TOKYO -- Foreigners at Japan's universities begin looking for work here much later than their Japanese counterparts, according to a new survey, feeling less of a need to get started far in advance of graduation.
In the poll by job information company Disco, 42.6% of international students in the final year of their four-year undergraduate programs or their master's programs said they had secured job offers in Japan as of July.
The figure was up 4.4 percentage points on the year, and offers per student rose to an average of 2 from 1.6, reflecting a market favorable to job seekers amid labor shortages. But the 42.6% share amounted to only around half the 81.1% of Japanese students.
A total of 277 foreign students graduating next March took part in the web survey from June 28 to July 18.
China accounted for more than 60% of respondents, with many others hailing from Southeast Asia, South Korea and Taiwan.
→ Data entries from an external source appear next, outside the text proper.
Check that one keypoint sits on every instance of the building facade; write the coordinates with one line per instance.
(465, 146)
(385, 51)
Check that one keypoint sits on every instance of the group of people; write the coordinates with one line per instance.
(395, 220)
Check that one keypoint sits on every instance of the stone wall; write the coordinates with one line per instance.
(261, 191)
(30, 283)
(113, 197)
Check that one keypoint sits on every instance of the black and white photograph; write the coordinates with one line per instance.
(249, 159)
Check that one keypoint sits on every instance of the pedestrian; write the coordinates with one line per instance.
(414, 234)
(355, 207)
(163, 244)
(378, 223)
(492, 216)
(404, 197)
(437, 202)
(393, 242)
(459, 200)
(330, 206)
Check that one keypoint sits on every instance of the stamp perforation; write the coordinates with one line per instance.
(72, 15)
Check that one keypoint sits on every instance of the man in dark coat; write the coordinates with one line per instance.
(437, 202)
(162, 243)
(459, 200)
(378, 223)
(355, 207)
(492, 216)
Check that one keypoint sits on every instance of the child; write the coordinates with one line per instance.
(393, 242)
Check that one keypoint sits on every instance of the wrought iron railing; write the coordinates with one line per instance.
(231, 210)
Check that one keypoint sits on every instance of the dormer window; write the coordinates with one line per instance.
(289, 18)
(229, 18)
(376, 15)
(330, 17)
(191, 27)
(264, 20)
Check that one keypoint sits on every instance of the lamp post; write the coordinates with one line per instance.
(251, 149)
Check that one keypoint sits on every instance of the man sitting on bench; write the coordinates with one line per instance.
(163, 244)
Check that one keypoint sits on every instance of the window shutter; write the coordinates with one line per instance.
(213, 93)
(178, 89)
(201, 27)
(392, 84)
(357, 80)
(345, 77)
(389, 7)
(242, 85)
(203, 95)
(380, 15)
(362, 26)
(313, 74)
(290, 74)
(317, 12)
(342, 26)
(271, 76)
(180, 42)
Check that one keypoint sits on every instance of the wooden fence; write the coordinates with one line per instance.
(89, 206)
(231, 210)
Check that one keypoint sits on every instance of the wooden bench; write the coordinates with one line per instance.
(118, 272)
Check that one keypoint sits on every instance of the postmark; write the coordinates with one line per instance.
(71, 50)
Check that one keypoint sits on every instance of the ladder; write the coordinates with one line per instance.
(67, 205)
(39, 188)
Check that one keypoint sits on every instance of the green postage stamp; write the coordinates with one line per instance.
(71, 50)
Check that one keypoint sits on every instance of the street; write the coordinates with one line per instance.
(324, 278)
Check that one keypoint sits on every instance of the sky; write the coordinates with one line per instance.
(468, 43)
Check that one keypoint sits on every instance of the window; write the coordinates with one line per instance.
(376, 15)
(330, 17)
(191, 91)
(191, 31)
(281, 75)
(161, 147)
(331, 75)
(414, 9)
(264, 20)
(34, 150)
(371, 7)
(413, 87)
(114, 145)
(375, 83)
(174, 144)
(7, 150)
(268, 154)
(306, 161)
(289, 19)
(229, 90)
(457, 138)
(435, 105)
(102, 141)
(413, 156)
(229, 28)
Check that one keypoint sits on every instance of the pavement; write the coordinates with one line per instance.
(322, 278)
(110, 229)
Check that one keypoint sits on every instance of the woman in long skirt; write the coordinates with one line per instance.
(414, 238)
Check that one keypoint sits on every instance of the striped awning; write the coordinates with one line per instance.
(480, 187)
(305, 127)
Foreigners calling their job searches "somewhat difficult" or "very difficult" totaled 80.7%, compared with just 39.8% of Japanese.
A big factor behind the gap is international students' mindset that they should focus on their studies and can take time to find work. "Many foreign students believe that they have until graduation to decide where to work, and they don't share the sense of urgency that Japanese students have to secure job offers early," a Disco staffer said.
The poll shows that 56.3% of foreign students started looking for work in March of the year before graduation or later. And 25.3%, the biggest subset, began in April of their final year. More than 90% of Japanese students start much earlier, by December.
For those coming to Japan for master's programs, following the same schedule as Japanese students would be difficult because it would entail looking for work soon after arriving.
In fiscal 2015, only about 35% of 8,367 foreign graduates in Japan found jobs here. The government aims to raise this to 50% under an economic revitalization strategy compiled in 2016.
Companies in Japan have high hopes for international students amid efforts to globalize. But even when international students are eager to work here, job offers are frequently not made, owing to language issues or a desire for geographic balance in foreign employees' origins, according to Disco.
Mismatches between what students and employers want also pose a hurdle. Small and midsize businesses may seek to hire foreign graduates, for example, while the students themselves may have a preference for big companies.